Introducing Three New Benchmark Datasets for Hierarchical Text Classification
Jaco du Toit, Herman Redelinghuys, Marcel Dunaiski
TL;DR
This paper addresses the lack of detailed HTC benchmarks in the scientific publication domain by introducing three Web of Science-based datasets: WOS$_ ext{JT}$ (journal-based), WOS$_ ext{CT}$ (citation-based), and WOS$_ ext{JTF}$ (a filtered JT–CT hybrid). It combines journal- and citation-based classifications to improve labeling reliability and supports multi-label assignments, especially for multidisciplinary papers. The authors validate dataset quality through clustering with semantic embeddings, showing higher intra-class similarity and better separation for the filtered JT–CT dataset, and benchmark four state-of-the-art HTC methods, finding that GHLA RoBERTa and HPTD-DeBERTaV3 perform best, with notable gains on the WOS$_ ext{JTF}$ dataset. These datasets offer balanced second-level class distributions and provide robust baselines for future machine learning-based scientific publication classification.
Abstract
Hierarchical Text Classification (HTC) is a natural language processing task with the objective to classify text documents into a set of classes from a structured class hierarchy. Many HTC approaches have been proposed which attempt to leverage the class hierarchy information in various ways to improve classification performance. Machine learning-based classification approaches require large amounts of training data and are most-commonly compared through three established benchmark datasets, which include the Web Of Science (WOS), Reuters Corpus Volume 1 Version 2 (RCV1-V2) and New York Times (NYT) datasets. However, apart from the RCV1-V2 dataset which is well-documented, these datasets are not accompanied with detailed description methodologies. In this paper, we introduce three new HTC benchmark datasets in the domain of research publications which comprise the titles and abstracts of papers from the Web of Science publication database. We first create two baseline datasets which use existing journal-and citation-based classification schemas.
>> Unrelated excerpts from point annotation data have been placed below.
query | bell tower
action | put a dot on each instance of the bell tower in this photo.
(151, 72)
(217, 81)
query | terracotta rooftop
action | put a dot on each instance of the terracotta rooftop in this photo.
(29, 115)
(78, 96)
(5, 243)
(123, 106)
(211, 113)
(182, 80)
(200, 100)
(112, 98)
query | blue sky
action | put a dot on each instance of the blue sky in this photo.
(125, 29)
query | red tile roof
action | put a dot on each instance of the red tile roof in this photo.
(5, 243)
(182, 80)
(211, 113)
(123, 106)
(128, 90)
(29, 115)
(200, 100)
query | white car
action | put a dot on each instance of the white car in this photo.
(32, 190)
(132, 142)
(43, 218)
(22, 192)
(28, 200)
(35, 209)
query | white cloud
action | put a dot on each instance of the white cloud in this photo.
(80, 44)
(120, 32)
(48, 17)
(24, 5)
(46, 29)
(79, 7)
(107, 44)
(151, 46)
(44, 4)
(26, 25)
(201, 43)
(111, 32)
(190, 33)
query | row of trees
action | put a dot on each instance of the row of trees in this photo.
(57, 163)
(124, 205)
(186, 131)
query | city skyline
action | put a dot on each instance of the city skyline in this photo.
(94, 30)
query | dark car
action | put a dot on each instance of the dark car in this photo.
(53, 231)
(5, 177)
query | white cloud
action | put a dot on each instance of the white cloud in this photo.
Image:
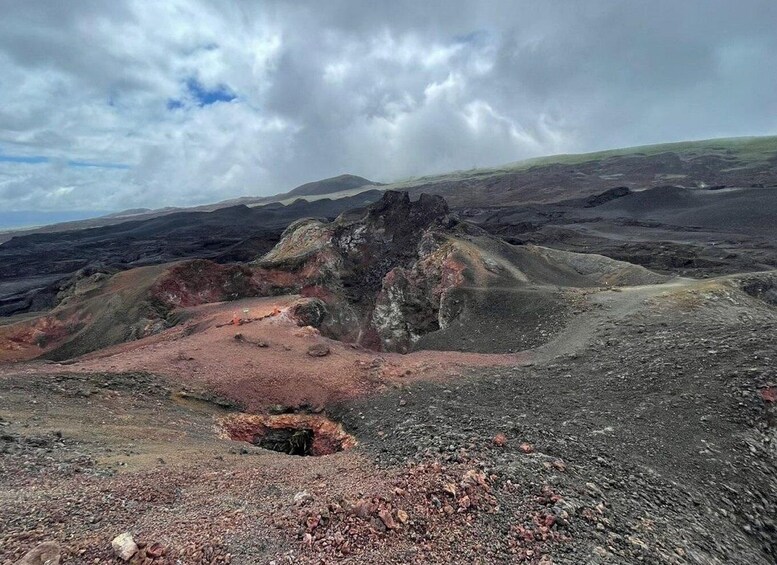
(381, 90)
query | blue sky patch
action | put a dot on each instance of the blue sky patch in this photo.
(202, 96)
(40, 160)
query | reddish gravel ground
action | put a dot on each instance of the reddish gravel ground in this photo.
(204, 352)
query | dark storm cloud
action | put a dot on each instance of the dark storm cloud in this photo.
(286, 92)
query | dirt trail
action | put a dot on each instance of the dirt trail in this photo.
(608, 306)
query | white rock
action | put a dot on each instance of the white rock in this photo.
(124, 546)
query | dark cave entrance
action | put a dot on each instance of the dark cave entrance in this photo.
(292, 441)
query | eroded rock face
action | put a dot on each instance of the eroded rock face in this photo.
(372, 277)
(401, 275)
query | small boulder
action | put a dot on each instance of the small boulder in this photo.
(46, 553)
(318, 350)
(302, 498)
(500, 440)
(124, 547)
(387, 518)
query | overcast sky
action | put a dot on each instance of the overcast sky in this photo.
(108, 105)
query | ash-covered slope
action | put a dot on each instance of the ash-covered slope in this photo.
(405, 274)
(34, 268)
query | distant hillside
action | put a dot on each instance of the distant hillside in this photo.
(329, 186)
(735, 162)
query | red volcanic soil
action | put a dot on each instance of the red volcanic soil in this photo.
(269, 364)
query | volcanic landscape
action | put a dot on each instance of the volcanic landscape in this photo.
(569, 360)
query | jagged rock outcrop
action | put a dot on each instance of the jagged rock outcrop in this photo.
(388, 275)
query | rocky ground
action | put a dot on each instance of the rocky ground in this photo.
(643, 433)
(407, 389)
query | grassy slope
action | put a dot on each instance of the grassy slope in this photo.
(749, 150)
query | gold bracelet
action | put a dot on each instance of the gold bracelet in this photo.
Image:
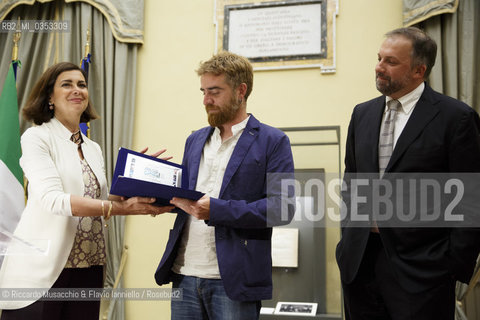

Due to the respective shortcomings of these two existing schemas, we propose an approach which combines their classifications to improve the reliability and robustness of the dataset. We evaluate the three created datasets with a clustering-based analysis and show that our proposed approach results in a higher quality dataset where documents that belong to the same class are semantically more similar compared to the other datasets. Finally, we provide the classification performance of four state-of-the-art HTC approaches on these three new datasets to provide baselines for future studies on machine learning-based techniques for scientific publication classification.